BCorp: Acquisition target is MCIS Insurance. Berjaya Corp says it is in the midst of negotiations for the proposed acquisition of a controlling stake in MCIS Insurance (MCIS Life). The group was in talks with Sanlam Ltd to purchase 51% stake in MCIS Life since last year. Koperasi MCIS holds another 44.39% equity interest in MCIS Life, while the remaining shares are held by individuals. (The Edge)

Tex Cycle: To sell two factories for RM19m. Tex Cycle Technology (M) has proposed to dispose of two detached factories in Puchong for RM19m, noting that they have increased in value since their acquisition in 2004. The proposed disposal is expected to result in a gain on disposal of approximately RM13.7m. The group is selling the two-storey and one-and-half-storey factories, located on leasehold land in Taman Perindustrian Kinrara, to Sedaya Rasmi (M) SB. The total land area of the properties is 4088.63 sqm. (The Edge)

Haily: Wins RM38m contract to build shop offices in Johor Bahru. Haily Group has won a RM37.85m contract to build commercial properties for the Crest@Austin development in Johor Bahru. The construction specialist accepted the letter of award from RDC Arkitek SB. RDC Arkitek is appointed by Austin Senibong Development SB for the construction of 77 units of three-storey shop offices at Bandar Jaya Putra in Tebrau district. (The Edge)

Kelington: Bags RM170m construction job at chip manufacturing facility in Kuching. Kelington Group has secured a RM170m contract to undertake construction works at an integrated chip manufacturing facility at the Sama Jaya Free Industrial Zone in Kuching, Sarawak. The contract was awarded by a global supplier of micro-electronic semiconductor solutions. The construction work is expected to be completed by March 2024. (The Edge)

Nestcon: Unit wins RM200m job to build 47-storey mixed development. Nestcon secured a RM200m contract to build a 47- storey mixed commercial development at Jalan Liew Weng Chee. The 41-month contract was awarded by Armada Istimewa SB and is expected to be completed on or before June 16, 2026. (The Edge)

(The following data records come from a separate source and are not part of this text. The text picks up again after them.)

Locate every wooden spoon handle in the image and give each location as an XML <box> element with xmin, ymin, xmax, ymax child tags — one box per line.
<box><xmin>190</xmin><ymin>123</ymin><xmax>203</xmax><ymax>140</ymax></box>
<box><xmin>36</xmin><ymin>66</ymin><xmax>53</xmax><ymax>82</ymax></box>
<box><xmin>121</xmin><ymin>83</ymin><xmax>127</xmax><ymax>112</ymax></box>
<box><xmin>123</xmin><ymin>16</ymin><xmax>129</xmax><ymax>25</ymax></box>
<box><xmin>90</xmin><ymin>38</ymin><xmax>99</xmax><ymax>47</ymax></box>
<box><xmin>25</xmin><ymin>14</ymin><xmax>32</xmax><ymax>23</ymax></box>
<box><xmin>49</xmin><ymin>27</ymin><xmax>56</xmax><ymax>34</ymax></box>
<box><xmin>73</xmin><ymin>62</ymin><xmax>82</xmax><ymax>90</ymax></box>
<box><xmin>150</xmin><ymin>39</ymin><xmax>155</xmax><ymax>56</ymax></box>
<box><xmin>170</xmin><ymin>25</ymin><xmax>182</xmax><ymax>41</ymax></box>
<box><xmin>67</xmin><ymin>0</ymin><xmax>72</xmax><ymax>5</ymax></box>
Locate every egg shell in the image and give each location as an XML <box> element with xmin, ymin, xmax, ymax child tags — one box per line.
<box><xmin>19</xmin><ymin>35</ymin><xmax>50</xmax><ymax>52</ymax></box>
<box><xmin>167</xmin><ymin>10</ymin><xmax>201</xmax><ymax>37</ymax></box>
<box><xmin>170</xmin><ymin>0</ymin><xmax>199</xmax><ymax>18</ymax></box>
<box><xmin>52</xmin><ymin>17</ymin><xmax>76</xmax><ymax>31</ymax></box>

Bintai Kinden: Ventures into digital assets. Bintai Kinden Corporation is venturing into digital assets, as part of the company's treasury management. The move also considers longer-term needs in business expansion. As part of this initiative and to take into consideration the longer-term needs, BTSB has an account with a digital currency exchange licensed by the Securities Commission. (BTimes)

Market Update

The FBM KLCI might open higher today as US stocks rose on Tuesday even after Federal Reserve officials reiterated that interest rates would probably hover above 5% for much of 2023. Rising prices for healthcare and consumer cyclical stocks helped Wall Street’s blue-chip S&P 500 close 0.7% higher. The tech-heavy Nasdaq Composite gained 1% as investors shook off warnings on Monday from the Presidents of the US central bank’s San Francisco and Atlanta branches that high inflation meant interest rates had further to climb. Most Fed officials expect the fed funds rate to peak between 5% and 5.25% later this year, up from its current level at between 4.25% and 4.5%. Much of the debate among investors now revolves around whether the central bank will lift borrowing costs by 0.5 percentage points or 0.25 percentage points when it meets at the end of this month. Arguments for either move depend to a large extent on December’s consumer price index data, which will be published on Thursday. In Europe, Europe’s Stoxx 600 shed 0.6%, eating into strong gains since the beginning of January, while London’s FTSE 100 fell 0.4% and Germany’s Dax lost 0.1%.

Back home, Bursa Malaysia retreated from Monday’s gains to end lower ton Tuesday due to profit-taking amid the jittery performance of the regional markets, as investors were cautious ahead of the speech by US Federal Reserve chairman Jerome Powell, scheduled for Tuesday. At the closing, the benchmark FBM KLCI decreased 8.29 points or 0.55% to 1,485.13 from Monday's close of 1,493.42. In the region, Hong Kong’s Hang Seng index fell 0.3% and China’s CSI 300 index of Shanghai- and Shenzhen-listed stocks added 0.1%.